Şekerci Hafız Mustafa, Osmanlı Devleti döneminde Sultan Abdülaziz’in saltanatının ilk yıllarında günümüzde Bahçekapı-Eminönü’nde Hamidiye Caddesi 86 numaralı dükkanında Çankırı’nın Orta Beldesi’nden İstanbul’a sarraflık yapmaya gelen İsmail Hakkı Zade tarafından 1864 yılında kurulmuştur. İsmail Hakkı Zade dükkanın bodrum katında dibek taşıyla akide şekeri yapmaya başlamıştır. İsmail Hakkı Zade dükkanı işletirken oğlu Hafız Mustafa dükkanın yakın çevresinde bulunan Arpacılar Cami’inde gönüllü olarak müezzinlik yapmaktaydı. Aynı zamanda babasının dükkanında tatlıcılık ve şekercilikle ilgilenmiştir. Hafiz Mustafa’nın ilk poğaçayı bulan ve imal eden kişi olduğu bilinmektedir. Dükkanda şekerlemelerin yanında hamur işi poğaçayı müşterilerine sunarak alternatif müşteri kazanmıştır. Bu konuda kendini geliştirerek babasından işi devralmıştır ve 1926 ile 1938 yılları arasında şekercilik ve tatlıcılık alanında Avrupa’da 11 adet madalya kazanmıştır.
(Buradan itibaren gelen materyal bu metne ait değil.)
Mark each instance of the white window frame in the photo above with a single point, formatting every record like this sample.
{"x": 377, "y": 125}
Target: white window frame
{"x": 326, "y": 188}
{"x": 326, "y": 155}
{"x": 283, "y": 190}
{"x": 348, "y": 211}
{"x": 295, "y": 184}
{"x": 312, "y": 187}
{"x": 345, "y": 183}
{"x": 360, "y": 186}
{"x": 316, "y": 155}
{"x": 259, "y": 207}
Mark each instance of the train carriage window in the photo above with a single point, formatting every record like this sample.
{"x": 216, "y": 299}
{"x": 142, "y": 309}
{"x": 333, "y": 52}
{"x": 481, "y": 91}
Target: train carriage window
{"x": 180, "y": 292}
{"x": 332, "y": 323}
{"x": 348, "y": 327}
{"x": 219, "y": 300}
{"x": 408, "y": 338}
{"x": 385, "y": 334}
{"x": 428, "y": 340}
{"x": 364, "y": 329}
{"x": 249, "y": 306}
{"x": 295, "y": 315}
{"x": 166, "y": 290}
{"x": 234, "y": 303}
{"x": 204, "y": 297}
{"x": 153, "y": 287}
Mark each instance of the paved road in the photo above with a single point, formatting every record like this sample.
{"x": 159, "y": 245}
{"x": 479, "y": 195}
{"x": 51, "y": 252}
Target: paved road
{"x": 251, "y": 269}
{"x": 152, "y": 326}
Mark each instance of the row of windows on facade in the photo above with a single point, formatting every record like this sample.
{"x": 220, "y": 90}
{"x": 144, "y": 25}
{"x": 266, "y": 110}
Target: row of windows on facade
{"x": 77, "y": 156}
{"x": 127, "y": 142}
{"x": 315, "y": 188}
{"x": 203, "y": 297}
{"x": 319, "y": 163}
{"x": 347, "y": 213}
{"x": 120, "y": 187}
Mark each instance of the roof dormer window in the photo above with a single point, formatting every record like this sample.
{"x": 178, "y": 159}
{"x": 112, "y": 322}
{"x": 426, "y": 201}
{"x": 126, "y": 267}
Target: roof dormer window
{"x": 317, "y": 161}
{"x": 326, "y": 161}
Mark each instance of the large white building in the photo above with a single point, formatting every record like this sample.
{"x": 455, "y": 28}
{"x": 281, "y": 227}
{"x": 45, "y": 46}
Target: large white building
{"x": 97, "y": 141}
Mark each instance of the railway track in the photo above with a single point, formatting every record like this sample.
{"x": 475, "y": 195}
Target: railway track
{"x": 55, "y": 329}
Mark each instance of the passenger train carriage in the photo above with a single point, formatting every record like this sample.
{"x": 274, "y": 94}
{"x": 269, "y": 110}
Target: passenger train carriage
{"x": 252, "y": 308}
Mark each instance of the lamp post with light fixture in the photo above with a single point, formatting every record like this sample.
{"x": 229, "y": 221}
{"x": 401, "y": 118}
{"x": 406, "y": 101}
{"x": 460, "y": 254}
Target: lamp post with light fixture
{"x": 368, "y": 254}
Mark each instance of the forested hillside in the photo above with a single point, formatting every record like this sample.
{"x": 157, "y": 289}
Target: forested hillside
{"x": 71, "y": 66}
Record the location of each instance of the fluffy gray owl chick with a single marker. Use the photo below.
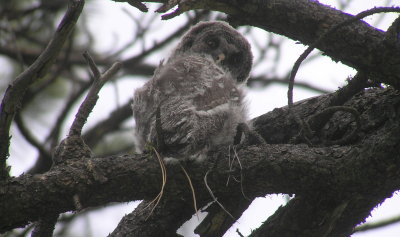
(198, 92)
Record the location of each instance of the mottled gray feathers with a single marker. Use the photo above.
(198, 92)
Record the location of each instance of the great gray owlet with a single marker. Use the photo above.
(197, 91)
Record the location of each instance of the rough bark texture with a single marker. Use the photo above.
(345, 181)
(335, 186)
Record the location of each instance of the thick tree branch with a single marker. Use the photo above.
(367, 170)
(357, 45)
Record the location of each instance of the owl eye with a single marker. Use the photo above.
(212, 43)
(235, 58)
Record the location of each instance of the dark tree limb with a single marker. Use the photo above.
(139, 223)
(39, 68)
(378, 224)
(373, 165)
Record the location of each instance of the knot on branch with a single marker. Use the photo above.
(72, 147)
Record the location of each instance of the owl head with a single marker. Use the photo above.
(223, 43)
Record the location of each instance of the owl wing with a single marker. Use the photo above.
(200, 106)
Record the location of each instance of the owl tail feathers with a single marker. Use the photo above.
(251, 137)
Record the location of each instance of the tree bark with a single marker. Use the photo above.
(350, 178)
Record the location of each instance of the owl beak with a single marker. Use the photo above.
(220, 57)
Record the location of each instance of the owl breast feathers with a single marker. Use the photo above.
(197, 92)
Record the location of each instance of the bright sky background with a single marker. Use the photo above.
(115, 28)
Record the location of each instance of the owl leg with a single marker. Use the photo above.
(160, 142)
(251, 137)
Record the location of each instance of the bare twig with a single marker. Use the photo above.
(376, 225)
(322, 37)
(39, 68)
(91, 98)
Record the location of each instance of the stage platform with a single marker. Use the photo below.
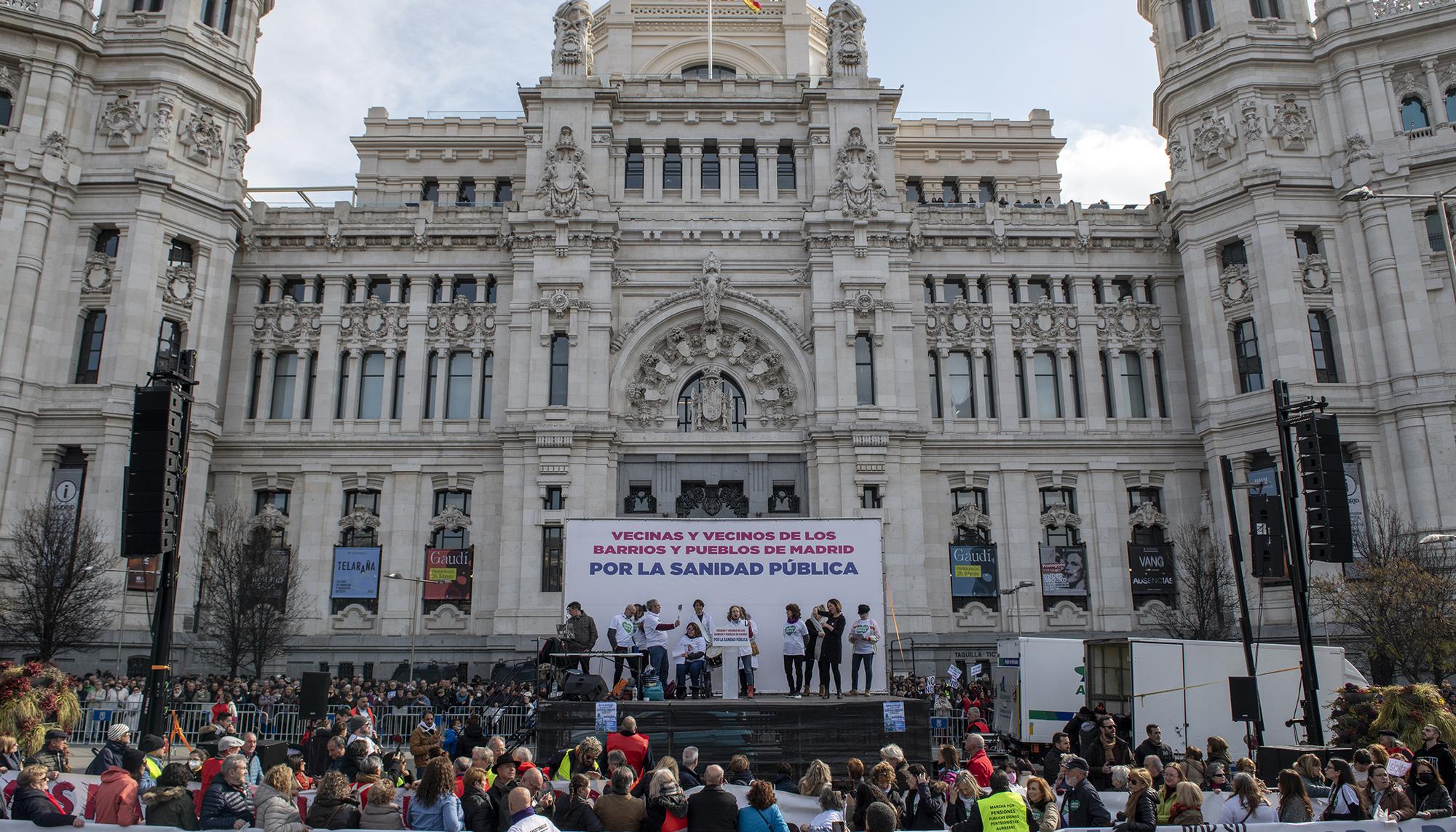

Hafız Mustafa’nın oğlu Cemil Bey şekerlemeciyi bir süre işlettikten sonra Cemil Bey’in eşi Vasfiye Hanım ve kızı Sönmez Kantman tarafından işletilmiş ve Hafız Mustafa Şekerlemeleri bu dönemde en parlak günlerini yaşamıştır. Özellikle Vasfiye Hanım’ın çalışanları üzerindeki otoritesi ve kurduğu disiplin, işletmenin başarısını oldukça etkilemiştir. Sönmez Kantman’dan sonra oğlu Mustafa Nihat Kantman işletmenin başına geçmiş fakat başka alanlara yönelmek istediği için işletmeyi kısa bir süre içerisinde 1993 senesinde aile dışından Mustafa Altuncu’ya devretmiştir. 1993 – 2007 yılları arasında Hafız Mustafa Şekerlemesi Mustafa Altuncu tarafından işletilip, 2007 sonrasında işlerin başına Avni Ongurlar geçmiştir…”
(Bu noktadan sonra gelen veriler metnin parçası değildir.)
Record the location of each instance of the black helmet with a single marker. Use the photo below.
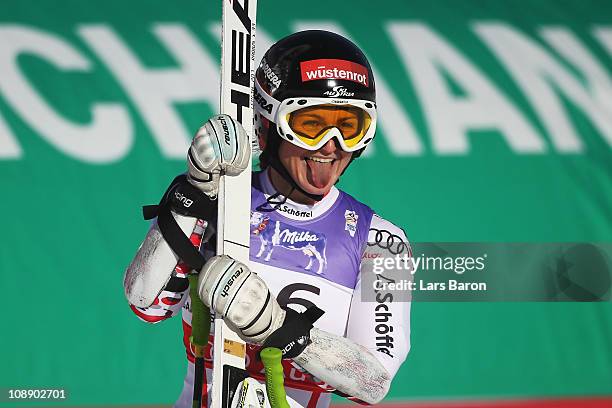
(306, 69)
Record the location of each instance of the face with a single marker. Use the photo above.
(314, 171)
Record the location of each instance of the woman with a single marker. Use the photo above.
(315, 113)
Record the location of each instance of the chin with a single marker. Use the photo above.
(309, 188)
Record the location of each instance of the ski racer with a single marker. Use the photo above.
(315, 112)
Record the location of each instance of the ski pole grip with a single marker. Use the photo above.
(200, 320)
(271, 358)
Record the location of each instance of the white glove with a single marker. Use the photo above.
(221, 146)
(229, 288)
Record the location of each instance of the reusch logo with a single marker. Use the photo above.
(186, 201)
(230, 282)
(225, 129)
(334, 69)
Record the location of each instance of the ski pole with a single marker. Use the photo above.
(271, 358)
(200, 329)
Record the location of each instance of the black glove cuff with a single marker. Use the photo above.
(294, 335)
(185, 199)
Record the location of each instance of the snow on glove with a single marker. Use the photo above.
(221, 146)
(229, 288)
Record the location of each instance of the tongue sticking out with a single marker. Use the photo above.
(319, 174)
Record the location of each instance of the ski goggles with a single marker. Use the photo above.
(311, 122)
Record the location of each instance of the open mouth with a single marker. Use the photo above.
(320, 159)
(320, 171)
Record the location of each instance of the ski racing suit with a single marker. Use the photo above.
(307, 255)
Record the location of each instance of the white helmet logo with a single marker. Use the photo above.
(337, 91)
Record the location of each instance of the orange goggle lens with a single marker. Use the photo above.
(312, 123)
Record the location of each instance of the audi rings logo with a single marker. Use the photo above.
(386, 240)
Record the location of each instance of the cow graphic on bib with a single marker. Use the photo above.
(274, 235)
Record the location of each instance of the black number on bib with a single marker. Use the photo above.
(284, 297)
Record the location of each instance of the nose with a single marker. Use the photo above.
(329, 147)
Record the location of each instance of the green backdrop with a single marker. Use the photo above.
(496, 125)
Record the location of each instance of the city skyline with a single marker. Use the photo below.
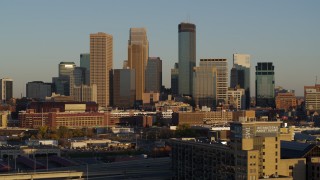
(36, 36)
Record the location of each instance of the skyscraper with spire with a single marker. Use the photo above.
(187, 57)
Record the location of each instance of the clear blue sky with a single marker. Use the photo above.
(36, 35)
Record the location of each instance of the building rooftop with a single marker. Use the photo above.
(293, 149)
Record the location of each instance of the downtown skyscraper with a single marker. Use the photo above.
(240, 75)
(6, 89)
(265, 84)
(138, 54)
(101, 61)
(187, 57)
(221, 66)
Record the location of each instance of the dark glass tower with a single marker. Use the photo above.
(265, 84)
(240, 74)
(187, 57)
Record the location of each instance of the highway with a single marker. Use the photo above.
(158, 168)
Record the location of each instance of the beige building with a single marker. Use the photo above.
(138, 54)
(254, 153)
(222, 76)
(4, 118)
(204, 85)
(101, 59)
(312, 97)
(236, 98)
(256, 146)
(85, 93)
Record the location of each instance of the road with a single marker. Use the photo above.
(158, 168)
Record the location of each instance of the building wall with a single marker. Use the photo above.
(313, 168)
(6, 89)
(38, 90)
(154, 75)
(187, 57)
(265, 83)
(286, 101)
(101, 63)
(236, 98)
(205, 86)
(192, 160)
(124, 91)
(293, 167)
(221, 66)
(138, 54)
(241, 65)
(71, 120)
(312, 97)
(175, 80)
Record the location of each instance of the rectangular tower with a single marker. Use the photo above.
(138, 54)
(222, 77)
(205, 85)
(101, 59)
(154, 74)
(265, 84)
(240, 74)
(187, 57)
(6, 89)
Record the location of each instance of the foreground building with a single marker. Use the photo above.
(254, 152)
(38, 90)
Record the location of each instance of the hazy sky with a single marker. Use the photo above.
(36, 35)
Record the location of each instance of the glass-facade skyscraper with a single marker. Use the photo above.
(205, 84)
(265, 84)
(154, 75)
(240, 74)
(187, 57)
(138, 54)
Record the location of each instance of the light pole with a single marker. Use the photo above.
(87, 171)
(47, 161)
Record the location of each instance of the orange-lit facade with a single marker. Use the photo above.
(30, 119)
(101, 59)
(286, 101)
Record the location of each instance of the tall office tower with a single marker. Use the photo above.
(138, 54)
(62, 83)
(240, 74)
(85, 63)
(6, 89)
(265, 84)
(125, 64)
(154, 74)
(204, 85)
(101, 59)
(236, 98)
(187, 57)
(175, 80)
(222, 77)
(312, 97)
(38, 90)
(124, 90)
-1900’lü yılların başında Hazfız MUSTAFA Şekercisi-
ŞEKERCİ İSMAİL HAKKI EFENDİ’NİN OĞULLARI
HAFIZ MUSTAFA KANTMAN ve ÖMER LÜTFİ CEBECİ
Türk şekerciliğinin Hacı Bekir’den sonra gelen en eski ve en güçlü ismi Orta’lı İsmail Hakkı Efendi’nin iki oğlu ve yeğeninin de şekercilik alanında faaliyet gösterdiğini ifade etmiştik. Kuruluşu 1864 yılına dayanan müessese daha ziyade Hafız Mustafa’nın adıyla şöhret bulmuştur. Soyadı kanunundan sonra Hafız Mustafa KANTMAN soyadını almıştır.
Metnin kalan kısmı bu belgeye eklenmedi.